Dans la vaste demeure du becquet, maitre incontesté des immenses champs de cannes et des esclaves noirs qui y travaillaient durement, un piano chantait gaîment. Entre chaque volée de croches endiablées un rire insouciant roulait en perles cristallines, un rire joyeux de jeune fille. Louis-Charles Lavolière n’était pas un mauvais bougre, mais il dirigeait sa propriété d’une main de fer. Petit, chauve, bedonnant, il n’avait rien de l’image traditionnelle du grand propriétaire terrien élégant et racé, mais ses yeux gris acier et sa voix de basse profonde faisaient très vite oublier à ceux qui avaient affaire à lui, son physique atypique et ingrat. Louis-Charles était le troisième de la lignée, depuis que Louis-Jacques avait débarqué à la Pointe Allègre en juin 1635 avec la troupe menée par Jean du Plessis d’Ossonville et Charles Liènard de l’Olive, dans l’île de Guadalupe. Les esclaves arrachés aux terres Africaines, eux aussi, étaient de troisième génération. Ils avaient prospéré jusqu’à dépasser le nombre de cinq mille et Blanc-Bleu était l’un de ceux-là.
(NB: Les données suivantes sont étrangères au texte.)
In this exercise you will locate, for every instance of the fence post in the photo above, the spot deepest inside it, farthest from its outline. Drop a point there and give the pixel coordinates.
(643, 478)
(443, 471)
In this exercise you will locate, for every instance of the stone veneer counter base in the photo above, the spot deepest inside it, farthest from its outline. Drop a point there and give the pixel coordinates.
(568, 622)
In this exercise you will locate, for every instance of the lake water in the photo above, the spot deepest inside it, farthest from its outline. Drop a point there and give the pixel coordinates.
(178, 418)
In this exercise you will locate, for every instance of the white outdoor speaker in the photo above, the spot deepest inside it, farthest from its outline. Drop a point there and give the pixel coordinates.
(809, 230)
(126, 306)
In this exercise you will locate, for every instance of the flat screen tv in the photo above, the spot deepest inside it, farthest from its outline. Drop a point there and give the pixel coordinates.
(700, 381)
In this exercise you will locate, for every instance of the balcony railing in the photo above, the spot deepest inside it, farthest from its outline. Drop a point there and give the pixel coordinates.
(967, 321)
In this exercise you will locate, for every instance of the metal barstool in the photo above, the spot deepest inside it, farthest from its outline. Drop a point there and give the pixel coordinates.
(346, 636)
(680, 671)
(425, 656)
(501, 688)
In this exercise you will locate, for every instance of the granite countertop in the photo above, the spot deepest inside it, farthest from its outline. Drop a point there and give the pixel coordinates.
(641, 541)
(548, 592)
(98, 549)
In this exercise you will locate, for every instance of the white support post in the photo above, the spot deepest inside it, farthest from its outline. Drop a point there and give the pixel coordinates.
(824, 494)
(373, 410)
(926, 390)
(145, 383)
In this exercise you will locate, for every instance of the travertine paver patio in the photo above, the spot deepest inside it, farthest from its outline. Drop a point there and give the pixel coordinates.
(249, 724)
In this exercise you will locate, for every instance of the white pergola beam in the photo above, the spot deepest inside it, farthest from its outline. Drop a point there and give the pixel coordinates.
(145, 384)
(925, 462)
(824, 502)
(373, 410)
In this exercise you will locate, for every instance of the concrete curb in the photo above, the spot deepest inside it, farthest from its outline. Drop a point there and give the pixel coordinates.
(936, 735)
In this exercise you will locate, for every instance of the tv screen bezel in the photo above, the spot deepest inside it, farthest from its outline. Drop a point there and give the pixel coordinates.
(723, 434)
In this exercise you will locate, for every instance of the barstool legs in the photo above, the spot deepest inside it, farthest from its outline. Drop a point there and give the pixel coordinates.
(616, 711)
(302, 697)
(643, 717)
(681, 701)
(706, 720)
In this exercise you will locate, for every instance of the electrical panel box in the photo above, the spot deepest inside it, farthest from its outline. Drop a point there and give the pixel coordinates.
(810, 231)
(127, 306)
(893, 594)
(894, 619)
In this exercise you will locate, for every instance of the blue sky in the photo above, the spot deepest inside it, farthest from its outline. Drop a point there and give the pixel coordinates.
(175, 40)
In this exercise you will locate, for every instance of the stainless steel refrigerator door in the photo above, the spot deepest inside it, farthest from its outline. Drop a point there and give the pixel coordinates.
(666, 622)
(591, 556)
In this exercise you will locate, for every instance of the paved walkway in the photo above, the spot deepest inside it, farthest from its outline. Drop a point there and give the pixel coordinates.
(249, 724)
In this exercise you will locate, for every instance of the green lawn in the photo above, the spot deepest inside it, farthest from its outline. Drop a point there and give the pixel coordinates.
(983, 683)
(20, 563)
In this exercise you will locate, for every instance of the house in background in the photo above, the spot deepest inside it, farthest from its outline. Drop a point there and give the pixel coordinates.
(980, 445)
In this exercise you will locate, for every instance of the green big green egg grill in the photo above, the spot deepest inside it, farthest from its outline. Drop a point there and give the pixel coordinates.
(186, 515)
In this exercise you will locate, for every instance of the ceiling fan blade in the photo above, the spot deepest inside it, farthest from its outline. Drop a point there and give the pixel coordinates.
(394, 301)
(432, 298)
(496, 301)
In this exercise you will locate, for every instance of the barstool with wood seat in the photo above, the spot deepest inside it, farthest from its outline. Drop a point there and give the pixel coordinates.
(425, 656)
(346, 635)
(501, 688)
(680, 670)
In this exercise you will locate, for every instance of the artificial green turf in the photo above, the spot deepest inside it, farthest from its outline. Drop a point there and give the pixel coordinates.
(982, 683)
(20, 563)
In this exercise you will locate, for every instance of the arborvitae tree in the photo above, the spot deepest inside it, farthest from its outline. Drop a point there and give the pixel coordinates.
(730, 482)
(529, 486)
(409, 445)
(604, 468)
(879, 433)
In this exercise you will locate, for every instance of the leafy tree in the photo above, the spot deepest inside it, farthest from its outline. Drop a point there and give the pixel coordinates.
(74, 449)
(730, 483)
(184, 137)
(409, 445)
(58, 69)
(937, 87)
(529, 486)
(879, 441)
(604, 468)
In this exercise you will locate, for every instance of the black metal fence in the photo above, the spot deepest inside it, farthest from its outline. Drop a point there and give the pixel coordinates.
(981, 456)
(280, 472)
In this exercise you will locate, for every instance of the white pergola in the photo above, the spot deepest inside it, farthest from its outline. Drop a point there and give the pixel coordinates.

Clara faisait sa joyeuse, comme souvent lorsqu’elle tapait n’importe comment sur les ivoires du piano, en riant comme la moitié folle qu’elle était. Grande comme l’avait été sa mère morte d’une embolie foudroyante quand elle n’avait pas deux ans, sa longue chevelure noire descendait jusqu’à la taille, contrastant avec sa peau crème de lait et ses yeux vieux rhum. Clara souriait. Clara souriait toujours. Un sourire de façade. Mais pour savoir dans quelle humeur elle se trouvait vraiment, il fallait mieux se fier à son regard. Elle avait vingt ans, mais elle était pire encore que la plus expérimentée des garces. Et cruelle avec ça, le sourire aux lèvres quand elle éconduisait vertement les prétendants qui se jetaient à ses pieds, les babines frémissantes quand elle assistait, gourmande, aux supplices terribles, quand à la moindre peccadille un contremaître hilare lacérait les chairs fragiles des esclaves épuisés. Clara était la digne fille perverse de son père.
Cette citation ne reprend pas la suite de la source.